Another quirk of the fares is that all luggage–even carry-on bags–are weighed at check-in. FlyerTalker oonchie reported on their flight from San Francisco to Rome aboard Lufthansa-owned carrier Swiss International Air Lines and back on Lufthansa, they had a strict 17.6-pound weight limit.

“At both [San Francisco] and [Rome], the check in counter wanted to weigh each of my carry-on luggage for weight (8kg),” the forum member wrote. “[They] put it on the scale so they can weigh each one, with mentioning of charging if overweight.”

While the fares may be cheap, it comes with plenty of restrictions. Before you book an “Economy Light” fare, it may be in your best interest to check other flyer’s experiences on the FlyerTalk forums.

View Comments (5)


  1. FlyingNone

    October 30, 2019 at 8:40 pm

    8 kg for carryon ?…..thats about 17.6 lbs. Many people (myself included) can easily have a carryon for even a week’s worth of travel but they would be hard-pressed to keep it at or below 17 lbs……so, I imagine LH will force people to check any bag over that weight ?

  2. htb

    October 30, 2019 at 10:48 pm

    These are not discounted fares.
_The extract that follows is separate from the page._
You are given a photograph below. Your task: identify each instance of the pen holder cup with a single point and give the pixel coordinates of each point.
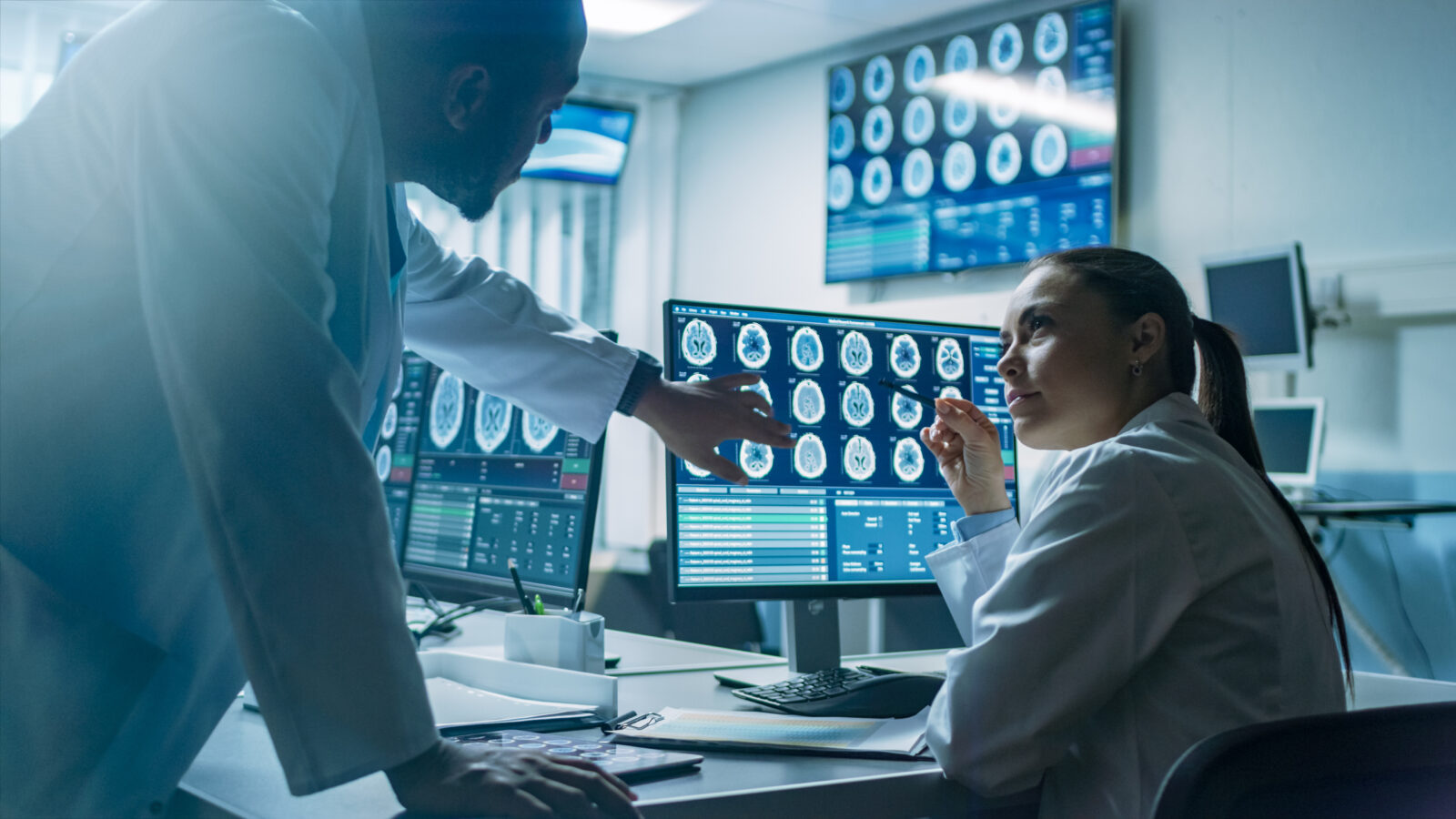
(560, 639)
After a little while these fares cost the same as low fares previously, but without baggage allowance and other perks.

  3. largeeyes

    October 31, 2019 at 1:19 am

    Trying to compete with Ryanair, Easyjet and Norweigan Air.

  4. irishguy28

    October 31, 2019 at 2:46 am

    ” First reported by the blog Economy Class and Beyond, ”

    Strange, then, that Lufthansa had published the news on their own website 2 days prior to the purported first report!–hand-luggage-only/s/8be6c576-ca66-4777-aea6-06fc4c21d972

  5. Long Zhiren

    October 31, 2019 at 11:06 am

    “8 kg for carryon ?…..thats about 17.6 lbs”
    It makes sense for safety. It may reign in folks whose carry-on’s are so heavy that they themselves can barely put the things in the overheads, instead dropping them on other passengers, or requiring flight attendants to hurt themselves shuffling them. In the US bio-tech industry, there are ergonomic regulations whenever something is over 15 lbs. Perhaps 15 lbs is a down-rounded approximation of 8 kg.
    Under seat storage seems to be becoming a thing of the past, as more and more power equipment, etc is under the seats now.